[
https://issues.apache.org/jira/browse/MAHOUT-155?page=com.atlassian.jira.plugin.system.issuetabpanels:comment-tabpanel&focusedCommentId=13125194#comment-13125194
]
Joe Prasanna Kumar commented on MAHOUT-155:
-------------------------------------------
+*Problem:*+
Nominal attributes in ARFF format are not getting completely converted to
vector format. When the nominal attribute is mapped to a value of 0, it is not
getting reflected in the vector. For example consider the below bank.ARFF file
from WEKA site
{color:blue}
@relation bank
@attribute age numeric
@attribute sex {MALE,FEMALE}
@attribute region {INNER_CITY,RURAL,TOWN,SUBURBAN}
@attribute income numeric
@attribute married {YES,NO}
@attribute children {YES,NO}
@attribute car {YES,NO}
@attribute mortgage {YES,NO}
@attribute pep {YES,NO}
@data
40,MALE,TOWN,30085.1,YES,YES,YES,YES,NO
{color}
The nominal mappings for the above arff file is
{sex={FEMALE=1, MALE=0}, region={INNER_CITY=0, TOWN=2, RURAL=1, SUBURBAN=3} ,
children={YES=0, NO=1}, married={YES=0, NO=1},car={YES=0, NO=1},
mortgage={YES=0, NO=1}, pep={YES=0, NO=1}}
When this arff gets converted to vector format, it outputs
{color:red}{0:40.0,2:2.0,3:30085.1,8:1.0}{color}
Because the attribute married assigns 0 to YES and 1 to NO, this attribute
(attribute # 5) doesn't show up in the vector
+*Issue:*+
When I try to convert a nominal attribute in ARFF format to vector format,
ARFFIterator by default creates a Dense vector. Since the nominal attribute
(here itz married) has value 0, the dense vector ignores this attribute.
+*Solution:*+
1. In ARFFVectorIterable, when we add the nominal attributes to the ARFFModel,
we'll start the class values from 1 instead of 0. This will fix the issue.
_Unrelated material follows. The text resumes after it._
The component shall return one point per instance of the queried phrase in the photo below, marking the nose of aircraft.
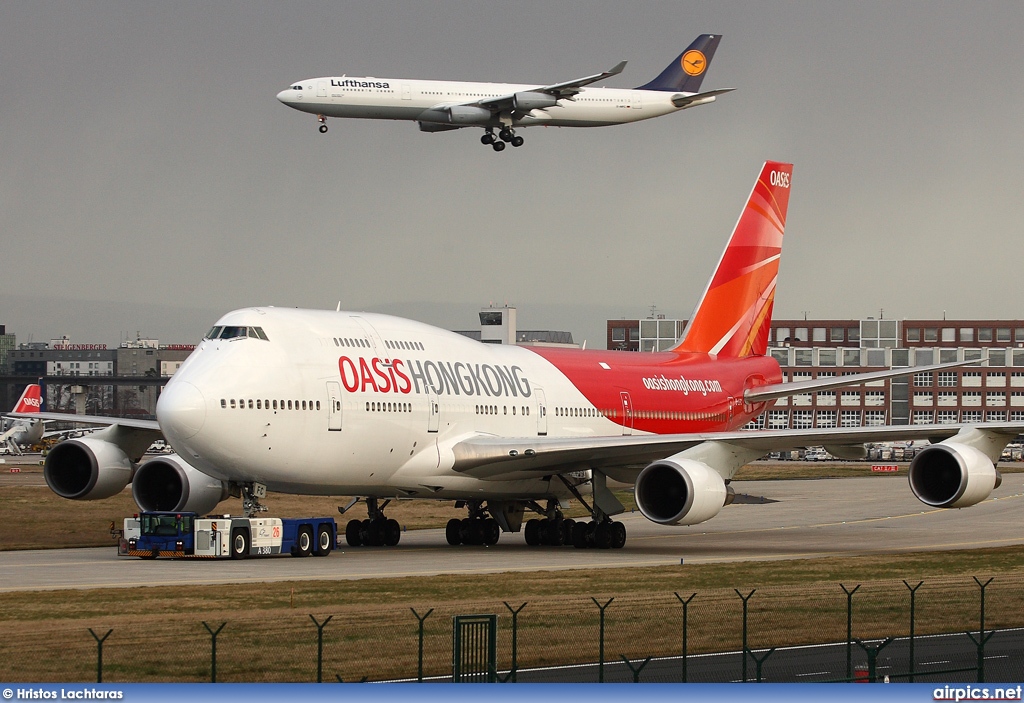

So in the above bank.ARFF, the nominal mappings would be
{sex={FEMALE=2, MALE=1}, region={INNER_CITY=1, TOWN=3, RURAL=2, SUBURBAN=4},
children={YES=1, NO=2}, married={YES=1, NO=2},car={YES=1, NO=2},
mortgage={YES=1, NO=2}, pep={YES=1, NO=2} }
and the output of the vector is {color:green}
{0:40.0,1:1.0,2:3.0,3:30085.1,4:1.0,5:1.0,6:1.0,7:1.0,8:2.0}
{color}
If this issue and solution looks right, I can upload a patch with the fix.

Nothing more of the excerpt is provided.